No, you are not becoming crankier as you approach middle age – music is indeed getting worse every year. And the marketing industry’s obsession with optimisation is to blame.
In late 2017, the YouTube channel Thoughty2 published a video exploring how music has changed over the decades. After starting with The Beatles, the narrator continues with an example of classic British understatement: “Fast forward to 2010, when Justin Bieber released his hit single Baby. This is generally considered to be a bad move.”
According to the research in the video, lyrical intelligence, harmonic complexity, and timbral diversity have decreased while dynamic range compression has been used to make music louder and louder. In short, songs are becoming stupider – especially since every hit now includes the “millennial whoop” as well.
“Instead of experimenting with different musical techniques and instruments, the vast majority of pop music today is built using the exact same combination of keyboard, drum machine, sampler, and computer software,” Thoughty2’s narrator states. “This might be considered as progressive by some people, but it truth it sucks the creativity and originality out of music – making everything sound somewhat similar.”
As a rule, businesses do not like risk. The video states that record companies today must spend anywhere from $500,000 to $3m to sign and market a new artist. That is a lot of money to spend on a band without being fully confident of success.
To minimise the risk and maximise the potential return, these companies optimise the music to do whatever seems to have worked in the past.
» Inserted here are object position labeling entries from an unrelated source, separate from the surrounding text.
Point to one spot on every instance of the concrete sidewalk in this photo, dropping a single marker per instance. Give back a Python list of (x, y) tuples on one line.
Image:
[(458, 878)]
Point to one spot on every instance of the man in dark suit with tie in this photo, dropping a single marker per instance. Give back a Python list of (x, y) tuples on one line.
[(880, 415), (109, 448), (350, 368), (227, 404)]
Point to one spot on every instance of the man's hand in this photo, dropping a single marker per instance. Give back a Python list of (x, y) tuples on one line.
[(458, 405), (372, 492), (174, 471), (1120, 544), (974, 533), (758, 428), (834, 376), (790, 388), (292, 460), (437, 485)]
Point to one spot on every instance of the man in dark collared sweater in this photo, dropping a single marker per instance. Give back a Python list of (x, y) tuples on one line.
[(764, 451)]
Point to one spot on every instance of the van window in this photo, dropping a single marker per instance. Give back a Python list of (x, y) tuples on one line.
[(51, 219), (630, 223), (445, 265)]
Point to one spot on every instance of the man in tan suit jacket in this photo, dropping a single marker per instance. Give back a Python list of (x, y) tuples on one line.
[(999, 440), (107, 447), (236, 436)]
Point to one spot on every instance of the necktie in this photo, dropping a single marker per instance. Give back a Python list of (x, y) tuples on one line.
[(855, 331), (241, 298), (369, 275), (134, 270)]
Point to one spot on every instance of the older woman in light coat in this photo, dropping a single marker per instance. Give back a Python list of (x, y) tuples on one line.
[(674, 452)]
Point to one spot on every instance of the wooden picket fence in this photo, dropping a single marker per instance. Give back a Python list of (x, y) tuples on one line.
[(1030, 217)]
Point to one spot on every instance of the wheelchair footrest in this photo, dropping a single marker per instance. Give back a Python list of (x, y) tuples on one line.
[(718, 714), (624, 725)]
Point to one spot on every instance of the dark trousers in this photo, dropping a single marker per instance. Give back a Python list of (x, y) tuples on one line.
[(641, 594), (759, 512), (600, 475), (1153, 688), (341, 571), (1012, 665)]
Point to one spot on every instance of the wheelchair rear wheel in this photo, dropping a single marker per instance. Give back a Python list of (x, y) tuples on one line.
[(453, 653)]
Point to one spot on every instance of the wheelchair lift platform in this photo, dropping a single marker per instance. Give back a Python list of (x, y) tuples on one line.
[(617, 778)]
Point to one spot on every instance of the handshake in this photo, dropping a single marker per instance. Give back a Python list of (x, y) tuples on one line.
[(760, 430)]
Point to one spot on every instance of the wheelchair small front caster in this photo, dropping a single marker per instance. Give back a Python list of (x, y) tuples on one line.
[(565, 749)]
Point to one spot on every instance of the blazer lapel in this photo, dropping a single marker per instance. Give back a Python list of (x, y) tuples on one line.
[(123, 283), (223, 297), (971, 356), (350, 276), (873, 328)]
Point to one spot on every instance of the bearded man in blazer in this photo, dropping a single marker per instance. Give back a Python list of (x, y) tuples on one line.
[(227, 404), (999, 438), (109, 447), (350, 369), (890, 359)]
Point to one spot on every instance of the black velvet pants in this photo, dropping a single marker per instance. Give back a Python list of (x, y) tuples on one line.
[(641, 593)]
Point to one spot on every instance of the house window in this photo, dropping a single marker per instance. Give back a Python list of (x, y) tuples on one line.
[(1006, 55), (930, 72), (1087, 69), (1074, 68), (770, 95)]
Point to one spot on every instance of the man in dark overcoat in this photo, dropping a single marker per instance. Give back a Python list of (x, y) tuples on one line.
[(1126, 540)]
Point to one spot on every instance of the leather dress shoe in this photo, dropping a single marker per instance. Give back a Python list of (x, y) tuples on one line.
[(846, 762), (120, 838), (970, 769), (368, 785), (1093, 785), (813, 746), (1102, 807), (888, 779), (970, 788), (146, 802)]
Same set of instruments? Check. Simple lyrics? Check. Is it loud? Check. Simple melody? Check. Can you dance to it? Check. Millennial whoop? Check check.
But that optimisation process is a downward spiral that will result only in songs that will make Rebecca Black’s Friday sound as brilliant as Led Zeppelin’s Kashmir. It is creating music by paint-by-numbers. It is ticking boxes rather than being creative. And the same thing is occurring in the marketing industry today.